Atopic status of the mother and maternal exposure to environmental factors are associated with increased asthma risk. Moreover, animal models demonstrate that exposure to allergens in strongly ...sensitized mothers influences offspring asthma development, suggesting that in utero exposures can influence offspring asthma.
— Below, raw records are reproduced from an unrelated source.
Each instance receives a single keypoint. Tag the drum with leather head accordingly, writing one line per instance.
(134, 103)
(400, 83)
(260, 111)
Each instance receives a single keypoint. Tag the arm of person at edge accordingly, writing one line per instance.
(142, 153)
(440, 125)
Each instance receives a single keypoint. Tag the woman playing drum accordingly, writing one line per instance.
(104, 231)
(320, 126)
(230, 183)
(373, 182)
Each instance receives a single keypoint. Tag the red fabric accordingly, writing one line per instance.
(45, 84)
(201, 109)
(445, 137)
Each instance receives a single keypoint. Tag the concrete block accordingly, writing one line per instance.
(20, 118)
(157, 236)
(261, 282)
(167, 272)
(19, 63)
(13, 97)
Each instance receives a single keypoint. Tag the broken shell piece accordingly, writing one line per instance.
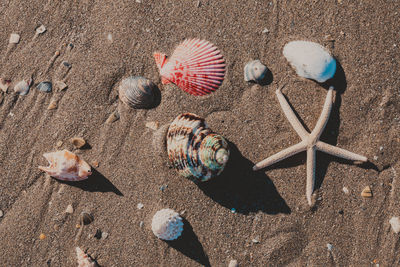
(86, 218)
(395, 223)
(44, 87)
(41, 29)
(60, 86)
(367, 192)
(167, 224)
(84, 260)
(52, 105)
(78, 142)
(310, 60)
(138, 92)
(4, 84)
(67, 166)
(113, 117)
(255, 71)
(14, 38)
(22, 87)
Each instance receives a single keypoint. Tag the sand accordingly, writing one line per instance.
(272, 224)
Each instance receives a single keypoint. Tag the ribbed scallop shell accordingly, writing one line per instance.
(254, 71)
(138, 92)
(196, 66)
(310, 60)
(194, 150)
(167, 224)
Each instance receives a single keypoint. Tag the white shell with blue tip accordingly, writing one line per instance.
(310, 60)
(167, 224)
(254, 71)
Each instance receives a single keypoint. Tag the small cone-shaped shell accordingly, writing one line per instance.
(196, 66)
(193, 150)
(67, 166)
(83, 259)
(138, 92)
(22, 87)
(167, 224)
(310, 60)
(254, 71)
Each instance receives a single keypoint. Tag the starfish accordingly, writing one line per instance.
(309, 142)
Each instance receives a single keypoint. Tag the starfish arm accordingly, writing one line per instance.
(324, 117)
(339, 152)
(310, 173)
(292, 118)
(290, 151)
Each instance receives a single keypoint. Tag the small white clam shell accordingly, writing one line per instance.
(22, 87)
(167, 224)
(254, 71)
(310, 60)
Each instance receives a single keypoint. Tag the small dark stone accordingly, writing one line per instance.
(98, 234)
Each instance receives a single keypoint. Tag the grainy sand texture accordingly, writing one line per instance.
(257, 218)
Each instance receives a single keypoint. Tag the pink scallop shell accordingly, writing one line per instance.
(196, 66)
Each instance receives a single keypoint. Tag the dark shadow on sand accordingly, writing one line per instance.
(244, 190)
(189, 245)
(95, 183)
(329, 135)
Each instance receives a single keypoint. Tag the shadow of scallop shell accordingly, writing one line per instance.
(194, 150)
(139, 93)
(44, 87)
(255, 71)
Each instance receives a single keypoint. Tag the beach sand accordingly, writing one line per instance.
(272, 224)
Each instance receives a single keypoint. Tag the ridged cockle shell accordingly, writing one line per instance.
(194, 150)
(67, 166)
(138, 92)
(196, 66)
(310, 60)
(167, 224)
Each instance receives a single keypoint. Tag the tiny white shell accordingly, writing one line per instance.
(22, 87)
(167, 224)
(254, 71)
(83, 259)
(310, 60)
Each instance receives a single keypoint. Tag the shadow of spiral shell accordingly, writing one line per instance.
(243, 189)
(189, 245)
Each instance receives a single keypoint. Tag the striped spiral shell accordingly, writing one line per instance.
(194, 150)
(138, 92)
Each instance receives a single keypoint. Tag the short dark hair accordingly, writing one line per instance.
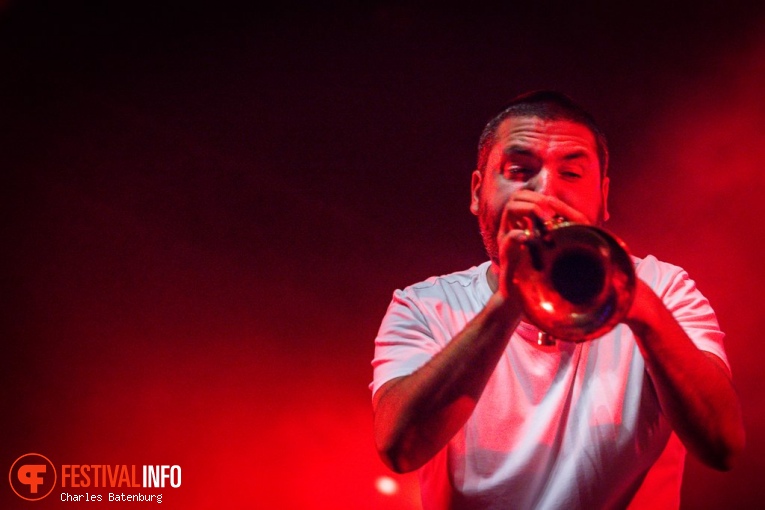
(546, 105)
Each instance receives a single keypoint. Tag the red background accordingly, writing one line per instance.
(206, 208)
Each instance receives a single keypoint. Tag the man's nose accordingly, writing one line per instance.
(542, 182)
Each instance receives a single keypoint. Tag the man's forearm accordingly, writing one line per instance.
(694, 390)
(416, 415)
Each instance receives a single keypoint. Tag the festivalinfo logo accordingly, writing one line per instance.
(33, 477)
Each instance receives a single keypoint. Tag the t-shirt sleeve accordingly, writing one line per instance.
(404, 342)
(691, 310)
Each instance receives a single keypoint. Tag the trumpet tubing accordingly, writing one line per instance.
(576, 281)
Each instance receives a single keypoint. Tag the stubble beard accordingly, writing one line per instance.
(488, 224)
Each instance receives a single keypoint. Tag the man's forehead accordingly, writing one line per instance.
(530, 130)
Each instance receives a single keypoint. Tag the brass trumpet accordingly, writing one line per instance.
(576, 281)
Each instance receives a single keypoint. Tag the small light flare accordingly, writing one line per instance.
(386, 485)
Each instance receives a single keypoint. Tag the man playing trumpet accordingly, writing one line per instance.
(491, 418)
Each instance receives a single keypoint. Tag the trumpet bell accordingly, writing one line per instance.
(576, 281)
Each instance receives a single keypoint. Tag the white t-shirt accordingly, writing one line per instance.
(567, 426)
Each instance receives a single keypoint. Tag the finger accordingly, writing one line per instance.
(547, 207)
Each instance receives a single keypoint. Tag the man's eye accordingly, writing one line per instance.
(517, 172)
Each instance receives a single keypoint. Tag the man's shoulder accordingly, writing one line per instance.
(650, 264)
(473, 277)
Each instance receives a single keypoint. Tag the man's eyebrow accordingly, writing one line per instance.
(518, 150)
(577, 154)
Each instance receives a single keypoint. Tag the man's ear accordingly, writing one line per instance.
(604, 192)
(475, 191)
However, it is unclear whether maternal exposure to common human allergens such as house dust mite (HDM), in the absence of additional adjuvants, influences offspring asthma development.
We sought to determine whether maternal HDM exposure influences asthma development in offspring.
Pregnant female mice were exposed to PBS or HDM during pregnancy. Using offspring of PBS- or HDM-exposed mothers, the magnitude of HDM or Aspergillus fumigatus (AF) extract–induced airway hyperresponsiveness (AHR), airway inflammation, immunoglobulin production, TH2-associated cytokine synthesis, and pulmonary dendritic cell activity was assessed.
Compared with offspring of PBS-exposed mothers, offspring of HDM-exposed mothers demonstrate increased AHR, airway inflammation, TH2 cytokine production, and immunoglobulin levels and a modest decrease in the phagocytic capacity of pulmonary macrophage populations following HDM exposure. Increased sensitivity to AF-induced airway disease was not observed. Offspring of HDM-exposed B-cell–deficient mothers also demonstrated increased HDM-induced AHR, suggesting that transfer of maternal immunoglobulins is not required.
Our data demonstrate that maternal exposure to HDM during pregnancy increases asthma sensitivity in offspring in an HDM-specific manner, suggesting that vertical transmission of maternal immune responses may be involved. These findings have important implications for regulation of asthma risk, and suggest that exposure to HDM in the developed world may have underappreciated influences on the overall prevalence of allergic asthma.